# Mushroom ID



## dcross (Aug 12, 2005)

Is this chicken of the woods? If not, is it edible?


----------



## tinknal (May 21, 2004)

I would like to see the underside to be sure, but I'm almost certain it is. Did you find it growing on an oak tree?


----------



## froebeli (Feb 14, 2012)

I second that evaluation and request. If it doesn't have gills, it should be a chicken.


----------



## alleyyooper (Apr 22, 2005)

Tastes just like chicken how it got it's name. YUM!!!!!


 Al


----------



## dcross (Aug 12, 2005)

No gills or pores, it was on a hardwood stump. I would take another picture,but it's been sauteed with garlic already


----------



## tinknal (May 21, 2004)

dcross said:


> No gills or pores, it was on a hardwood stump. I would take another picture,but it's been sauteed with garlic already


LOL, there are old mushroom hunters, and bold mushroom hunters, but there are no old, bold, mushroom hunters................

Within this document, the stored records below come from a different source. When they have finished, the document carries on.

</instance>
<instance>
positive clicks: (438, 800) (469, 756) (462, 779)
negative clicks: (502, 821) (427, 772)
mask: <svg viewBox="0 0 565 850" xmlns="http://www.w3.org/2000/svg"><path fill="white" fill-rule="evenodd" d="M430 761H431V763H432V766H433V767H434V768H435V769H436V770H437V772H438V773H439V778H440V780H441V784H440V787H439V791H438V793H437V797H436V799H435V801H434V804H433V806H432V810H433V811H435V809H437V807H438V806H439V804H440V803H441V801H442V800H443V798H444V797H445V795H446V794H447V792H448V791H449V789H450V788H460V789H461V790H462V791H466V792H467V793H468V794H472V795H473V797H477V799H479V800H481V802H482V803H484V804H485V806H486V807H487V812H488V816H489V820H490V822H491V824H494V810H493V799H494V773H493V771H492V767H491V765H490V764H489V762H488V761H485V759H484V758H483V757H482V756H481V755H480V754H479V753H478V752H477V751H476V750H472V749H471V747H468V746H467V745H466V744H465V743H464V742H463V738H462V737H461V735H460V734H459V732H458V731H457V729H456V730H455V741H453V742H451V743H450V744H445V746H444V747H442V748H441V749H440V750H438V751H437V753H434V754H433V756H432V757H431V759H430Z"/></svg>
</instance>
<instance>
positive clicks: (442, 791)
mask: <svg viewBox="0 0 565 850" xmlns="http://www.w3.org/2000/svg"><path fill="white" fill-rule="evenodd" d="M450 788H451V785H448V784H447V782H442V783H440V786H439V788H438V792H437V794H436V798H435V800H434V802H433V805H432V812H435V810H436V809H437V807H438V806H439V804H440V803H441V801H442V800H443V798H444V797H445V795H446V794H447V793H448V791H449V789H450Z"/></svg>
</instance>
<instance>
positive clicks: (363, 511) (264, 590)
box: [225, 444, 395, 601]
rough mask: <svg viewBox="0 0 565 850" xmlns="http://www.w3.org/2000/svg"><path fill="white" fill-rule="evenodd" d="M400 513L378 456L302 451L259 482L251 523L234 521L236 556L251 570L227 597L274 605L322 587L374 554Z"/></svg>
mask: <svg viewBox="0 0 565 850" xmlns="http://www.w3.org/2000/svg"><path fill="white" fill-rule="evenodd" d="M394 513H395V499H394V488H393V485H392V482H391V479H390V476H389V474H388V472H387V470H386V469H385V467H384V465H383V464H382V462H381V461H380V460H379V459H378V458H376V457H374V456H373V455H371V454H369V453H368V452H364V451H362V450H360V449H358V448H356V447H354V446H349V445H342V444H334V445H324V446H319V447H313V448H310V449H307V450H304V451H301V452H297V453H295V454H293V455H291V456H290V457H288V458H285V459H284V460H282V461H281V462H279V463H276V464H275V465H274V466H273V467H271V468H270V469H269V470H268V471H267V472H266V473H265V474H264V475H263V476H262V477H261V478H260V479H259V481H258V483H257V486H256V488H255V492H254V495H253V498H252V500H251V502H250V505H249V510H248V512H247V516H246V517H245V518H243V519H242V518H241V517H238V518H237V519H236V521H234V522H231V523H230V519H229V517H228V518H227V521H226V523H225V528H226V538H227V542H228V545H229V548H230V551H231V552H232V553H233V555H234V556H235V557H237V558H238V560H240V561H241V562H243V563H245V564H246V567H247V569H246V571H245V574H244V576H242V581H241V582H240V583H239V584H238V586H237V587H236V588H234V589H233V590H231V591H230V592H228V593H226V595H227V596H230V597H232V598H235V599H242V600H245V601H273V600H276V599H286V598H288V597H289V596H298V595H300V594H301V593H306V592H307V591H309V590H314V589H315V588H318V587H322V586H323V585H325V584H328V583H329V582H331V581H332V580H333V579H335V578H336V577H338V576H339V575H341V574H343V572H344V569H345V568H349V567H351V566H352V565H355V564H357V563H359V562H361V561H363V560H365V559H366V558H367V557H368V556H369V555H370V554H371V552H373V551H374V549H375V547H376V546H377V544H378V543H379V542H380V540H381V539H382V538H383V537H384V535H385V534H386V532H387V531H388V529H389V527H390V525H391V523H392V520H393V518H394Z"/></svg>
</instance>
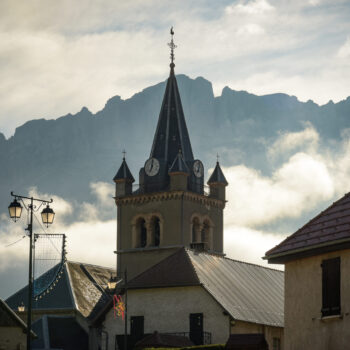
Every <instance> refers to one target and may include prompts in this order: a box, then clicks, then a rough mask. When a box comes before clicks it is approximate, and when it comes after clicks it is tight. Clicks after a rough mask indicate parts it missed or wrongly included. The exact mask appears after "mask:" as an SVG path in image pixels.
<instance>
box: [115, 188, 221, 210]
mask: <svg viewBox="0 0 350 350" xmlns="http://www.w3.org/2000/svg"><path fill="white" fill-rule="evenodd" d="M182 198H183V199H186V200H190V201H193V202H199V203H201V204H204V205H209V206H211V207H216V208H220V209H223V208H225V204H226V201H223V200H220V199H216V198H211V197H208V196H205V195H201V194H198V193H195V192H189V191H166V192H165V191H162V192H153V193H145V194H138V195H132V196H124V197H121V198H117V197H114V199H115V203H116V205H127V204H144V203H149V202H159V201H164V200H173V199H182Z"/></svg>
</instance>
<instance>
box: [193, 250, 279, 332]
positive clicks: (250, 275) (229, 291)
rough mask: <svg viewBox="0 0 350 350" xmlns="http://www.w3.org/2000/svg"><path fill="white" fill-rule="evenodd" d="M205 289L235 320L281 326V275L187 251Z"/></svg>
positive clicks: (261, 268) (196, 271) (222, 259)
mask: <svg viewBox="0 0 350 350" xmlns="http://www.w3.org/2000/svg"><path fill="white" fill-rule="evenodd" d="M187 254H188V256H189V257H190V259H191V261H192V264H193V266H194V269H195V271H196V273H197V275H198V278H199V280H200V282H201V283H202V284H203V286H204V288H205V289H206V290H207V291H208V292H209V293H210V294H211V295H212V296H213V297H214V298H215V299H216V300H217V302H218V303H219V304H221V306H222V307H223V308H224V309H225V310H226V311H227V312H228V313H229V314H230V315H231V316H232V317H233V318H234V319H236V320H241V321H246V322H253V323H259V324H265V325H270V326H277V327H283V325H284V273H283V272H282V271H278V270H273V269H269V268H266V267H262V266H258V265H254V264H249V263H244V262H241V261H236V260H231V259H228V258H224V257H220V256H215V255H211V254H207V253H195V252H193V251H191V250H188V251H187Z"/></svg>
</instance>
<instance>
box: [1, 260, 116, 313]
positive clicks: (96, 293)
mask: <svg viewBox="0 0 350 350" xmlns="http://www.w3.org/2000/svg"><path fill="white" fill-rule="evenodd" d="M111 275H115V270H114V269H111V268H106V267H101V266H96V265H90V264H85V263H78V262H72V261H67V262H66V264H65V266H64V269H63V274H62V276H61V278H60V279H59V280H58V282H57V284H56V286H55V287H54V288H53V289H52V290H50V293H48V294H46V295H44V296H43V297H42V298H41V299H38V300H37V301H34V302H33V309H39V310H40V309H44V310H47V309H53V310H57V309H60V310H72V309H76V310H78V311H79V312H80V313H81V314H82V315H83V316H84V317H87V318H92V317H94V315H95V314H96V313H97V312H98V311H99V310H100V309H101V308H102V307H103V306H104V305H105V304H106V302H108V300H109V299H110V296H109V295H108V294H107V293H106V292H105V291H104V289H105V288H106V286H107V283H108V281H109V279H110V277H111ZM39 278H40V277H39ZM27 300H28V287H27V286H26V287H24V288H22V289H21V290H19V291H18V292H16V293H15V294H13V295H12V296H10V297H9V298H8V299H7V300H6V302H7V303H8V305H9V306H10V307H11V308H12V309H16V308H17V307H18V305H21V303H22V302H23V303H24V305H25V306H27Z"/></svg>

I really am sure it is a sulfur shelf, I just never like to say 100%, especially off a pic on the net.


----------



## northeastcallin (Mar 11, 2013)

I'd say yes


----------



## Oldcountryboy (Feb 23, 2008)

Definetly looks like it's got sulpher all over it.


----------



## moonwolf (Sep 20, 2004)

probably a sulfur shelf. I also would like to see a side view


----------